Thread: optimisation for a table with frequently used query
Hi, I have a table that looks like this: CREATE TABLE my_table { id SERIAL PRIMARY KEY, id_1 INTEGER REFERENCES tab1(id), id_2 INTEGER REFERENCES tab2(id), . . . }; I will often be running queries that look like SELECT * from my_table where id_1 = x and id_2 = y; Neither id_1 or id_2 or the combination of them is unique. I expect this table to become large over time. What can I do to help postgres run this query efficiently (if anything)? Apologies if this is a "RTFM" question - I looked but did not find. Could be I didn't look hard enough ... thanks in advance Daniel
> SELECT * from my_table where id_1 = x and id_2 = y; > > Neither id_1 or id_2 or the combination of them is unique. I expect > this table to become large over time. Create an index on (id_1, id_2), or (id_2,id_1).
Thanks!
danmcb wrote: >> SELECT * from my_table where id_1 = x and id_2 = y; >> Neither id_1 or id_2 or the combination of them is unique. I expect >> this table to become large over time. PFC wrote: > Create an index on (id_1, id_2), or (id_2,id_1). What are the strengths and weaknesses compared to creating two indexes, one on each column? I am guessing that changes to the table are slower with two indexes. How could it affect queries? What if the typical query pattern was more balanced among constraints on one column, on the other, and on both? -- Lew
> -----Original Message----- > From: pgsql-general-owner@postgresql.org [mailto:pgsql-general- > owner@postgresql.org] On Behalf Of Lew > Sent: Tuesday, May 29, 2007 6:38 AM > To: pgsql-general@postgresql.org > Subject: Re: [GENERAL] optimisation for a table with frequently used query > > danmcb wrote: > >> SELECT * from my_table where id_1 = x and id_2 = y; > >> Neither id_1 or id_2 or the combination of them is unique. I expect > >> this table to become large over time. > > PFC wrote: > > Create an index on (id_1, id_2), or (id_2,id_1). > > What are the strengths and weaknesses compared to creating two indexes, > one on > each column? Creating one index on each column will not do nearly so much filtering as creating one index that contains both columns (unless by chance the data always comes in pairs). The only time that there might be an advantage is if your query contains only one of the two columns for filtering. If the missing column is the most significant from a two column index, then the two column index won't be used. > I am guessing that changes to the table are slower with two indexes. How > could it affect queries? It will slow down update queries. The more indexes you add, the slower update queries become. > What if the typical query pattern was more balanced among constraints on > one > column, on the other, and on both? Collect some statistics to reduce guesswork.
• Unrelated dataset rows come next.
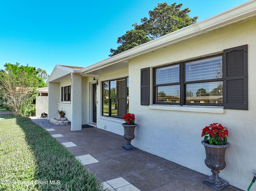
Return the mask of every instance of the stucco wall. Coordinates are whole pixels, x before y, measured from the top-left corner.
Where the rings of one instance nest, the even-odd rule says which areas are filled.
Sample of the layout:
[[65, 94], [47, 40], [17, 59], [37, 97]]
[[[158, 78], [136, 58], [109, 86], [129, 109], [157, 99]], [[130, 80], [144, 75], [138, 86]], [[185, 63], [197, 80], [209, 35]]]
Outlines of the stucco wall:
[[71, 130], [82, 129], [82, 76], [71, 73]]
[[59, 102], [60, 91], [59, 87], [60, 83], [55, 82], [50, 82], [48, 85], [48, 118], [50, 119], [56, 117], [56, 112], [58, 109], [56, 103]]
[[[65, 112], [65, 116], [69, 120], [72, 122], [72, 112], [71, 112], [71, 102], [70, 101], [61, 101], [61, 97], [60, 95], [61, 94], [61, 87], [70, 86], [71, 84], [70, 79], [68, 79], [63, 81], [59, 83], [59, 86], [58, 88], [59, 91], [59, 95], [58, 97], [58, 101], [57, 102], [58, 110], [61, 110], [62, 109]], [[56, 104], [56, 103], [55, 103]], [[59, 115], [56, 110], [55, 112], [55, 116], [54, 117], [58, 117]]]
[[[82, 124], [86, 124], [90, 122], [89, 119], [90, 96], [89, 94], [89, 84], [87, 82], [88, 77], [82, 77]], [[91, 81], [92, 81], [92, 79]]]
[[[122, 126], [122, 124], [124, 122], [124, 120], [106, 117], [101, 115], [102, 111], [101, 104], [102, 102], [100, 98], [102, 97], [101, 82], [127, 77], [128, 77], [128, 68], [106, 73], [100, 75], [98, 78], [99, 85], [97, 87], [97, 95], [100, 95], [100, 96], [97, 96], [98, 101], [97, 104], [97, 127], [98, 128], [111, 131], [119, 135], [124, 135], [124, 128]], [[130, 80], [130, 78], [129, 80], [129, 81]], [[125, 141], [124, 141], [124, 143], [126, 144]]]
[[[135, 114], [135, 147], [208, 175], [202, 130], [221, 123], [229, 131], [226, 168], [220, 176], [246, 189], [256, 169], [256, 19], [163, 48], [131, 60], [129, 63], [130, 112]], [[249, 110], [212, 109], [211, 107], [152, 105], [152, 70], [156, 66], [221, 53], [223, 49], [248, 45]], [[140, 103], [141, 68], [150, 67], [150, 106]], [[188, 112], [187, 111], [190, 111]]]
I just did some checks on two seperate indexes c.f. one combined one. I saw almost no difference between making select statements. Haven't tried what happens with many updates - makes sense that more indexes will slow that down though. again thanks - bit of a noob question I know, but it's good to learn :-)
> again thanks - bit of a noob question I know, but it's good to > learn :-) Well not really since the answer is quite subtle... You kave two columns A and B. Say you have index on A, and index on B. These queries will make direct use of the index : A=... or any range on A (BETWEEN <, >, <=, >= etc ) B=... or any range on B (BETWEEN <, >, <=, >= etc ) Now if you ask for (A=... AND B=...) or ask for (A=... OR B=...) one index cannot be used, so postgres uses a bitmap scan to combine the indexes (read the docs). It is slightly slower than a direct index scan, but still much faster than not using indexes at all. If you had an index on A,B it would have been used directly. If one of the two indexes has very poor selectivity (like just a few different values), bitmap scan will not be optimal. If your indexes have lots of different values, it will be about as fast as a real index. An index on A,B can also do WHERE A=... ORDER BY A,B without actually doing the sort (it will pick the rows in index order), which is nice for many things, like getting blog comments in order.